Another thing we didn’t know when we first joined Kickstarter was the doors it would open for us. Crowdfunding has not only allowed us to make music and videos, it’s also allowed both of us to quit our day jobs to be musicians and creators full-time. Kickstarter has elevated our music to chart on Billboard four times, and it’s brought us on tour to tons of places. All of that has come with a lot of work as well: When you crowdfund, you aren’t just the musician, you’re also the label, the manager, the booker… There’s a lot of email. It’s worth it, though!

Why did you want to write a book that empowers other artists to run crowdfunding campaigns?

The internet is surprisingly underutilized by a bunch of artists, and that’s super weird to me. We meet a ton of cool musicians who just don’t know its potential: We can connect with our audience online, we can do shows, share music, have conversations, and promote our work to all our fans around the world all at once. And then, of course, there’s Kickstarter — a place where we can raise money to make art we could never make on our own. There are so many talented artists who just need a little push and a little advice. They need permission to connect to their audience without a label or a public relations company or a marketing team. And I love to help with that.

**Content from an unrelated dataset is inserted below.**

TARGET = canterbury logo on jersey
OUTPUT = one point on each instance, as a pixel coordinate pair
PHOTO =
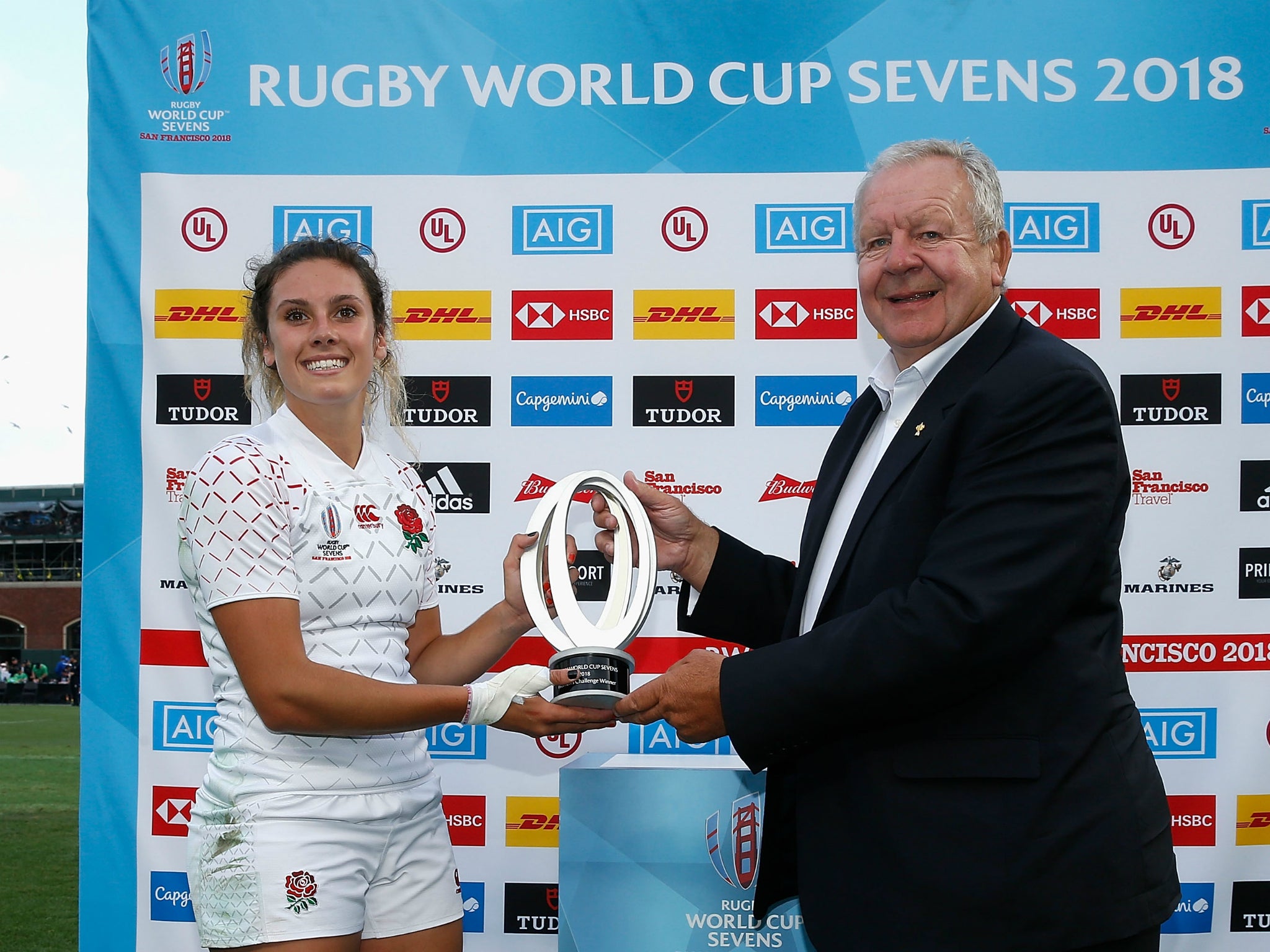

We certainly wouldn’t want to spoil your book, but can you share three top tips every musician should know before launching a Kickstarter campaign?

  1. Before you launch, work on building your audience. Make content for the internet — and don’t worry about it being perfect or expensive! Music videos don’t have to cost $2,000 to $5,000; they can just be you and a cell phone. Being present with your fans means you’re a bigger part of their lives, so make lots of stuff for them to watch and listen to.
  2. Start a mailing list and promote it everywhere. Having a big audience before a Kickstarter doesn’t mean a lot if you can’t get in touch with them on day one of your project. Collect your fans’ email addresses (in exchange for free songs) and keep them up to date.
  3. Set a realistic goal and copy successful strategies from other campaigns. Do a lot of research about what you can realistically raise, and don’t try to reinvent the wheel. Resources like Kickstarter’s website, my book, and your friends can help. Crowdfunding is all about the crowd — about community working together.

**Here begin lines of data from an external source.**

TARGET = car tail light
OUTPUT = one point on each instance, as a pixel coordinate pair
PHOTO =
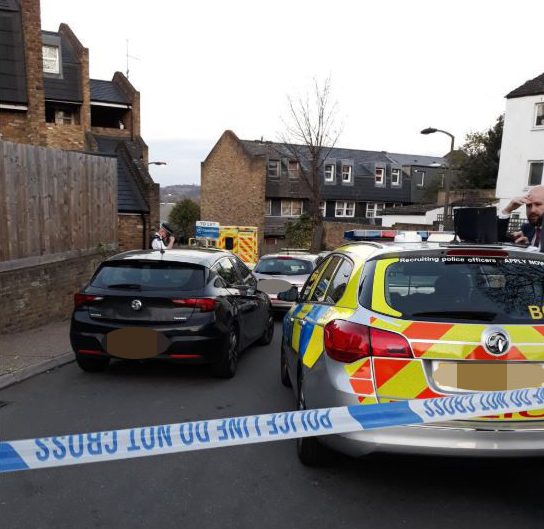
(83, 299)
(347, 342)
(204, 304)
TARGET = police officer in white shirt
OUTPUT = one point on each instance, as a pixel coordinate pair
(163, 239)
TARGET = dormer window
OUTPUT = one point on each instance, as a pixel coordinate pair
(293, 169)
(51, 60)
(379, 176)
(346, 174)
(273, 168)
(539, 115)
(395, 177)
(536, 170)
(329, 172)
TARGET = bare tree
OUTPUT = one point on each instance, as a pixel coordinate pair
(311, 132)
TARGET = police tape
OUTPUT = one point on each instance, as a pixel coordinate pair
(77, 449)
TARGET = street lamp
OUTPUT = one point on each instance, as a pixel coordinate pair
(431, 130)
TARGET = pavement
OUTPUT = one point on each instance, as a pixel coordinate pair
(29, 353)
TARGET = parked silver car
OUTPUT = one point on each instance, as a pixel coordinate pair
(290, 266)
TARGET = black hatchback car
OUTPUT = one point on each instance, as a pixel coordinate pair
(197, 306)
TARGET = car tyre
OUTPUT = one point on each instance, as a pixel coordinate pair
(225, 367)
(268, 334)
(284, 373)
(92, 364)
(310, 451)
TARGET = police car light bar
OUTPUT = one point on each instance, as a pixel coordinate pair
(369, 235)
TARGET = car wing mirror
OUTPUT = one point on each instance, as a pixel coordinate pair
(289, 295)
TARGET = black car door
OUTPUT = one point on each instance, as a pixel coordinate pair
(245, 307)
(259, 301)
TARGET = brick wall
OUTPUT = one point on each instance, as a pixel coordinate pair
(40, 294)
(29, 126)
(131, 232)
(68, 137)
(233, 186)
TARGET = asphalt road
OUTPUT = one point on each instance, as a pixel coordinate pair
(244, 487)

Crowdfunding is all about the crowd — about community working together.

How do you stay connected to yourself while making music, touring, and running Kickstarter campaigns?

This year especially has been super busy: We’re about to head to Europe, and that’s only halfway through our tour. I’m trying to be good to myself in between trips and do things that are just for fun: take walks, pet my cat, play with my musical improv team. I also recommend therapy and anxiety meds to [people] who need them — investing in my mental health has turned my life around, and I think we should all be a little more open about it.

Who are three artists you’ve gotten into recently?

  1. Lizzo: I mean, of course.
  2. Mal Blum: Their music is like the feelings-rock I loved in high school.
  3. The Library Bards: I’ve known them for a while (and helped run their most recent Kickstarter campaign), but their new album is delightful, and I’m so excited for the amazing things these nerdy parody artists are doing. They’re going to rule the world!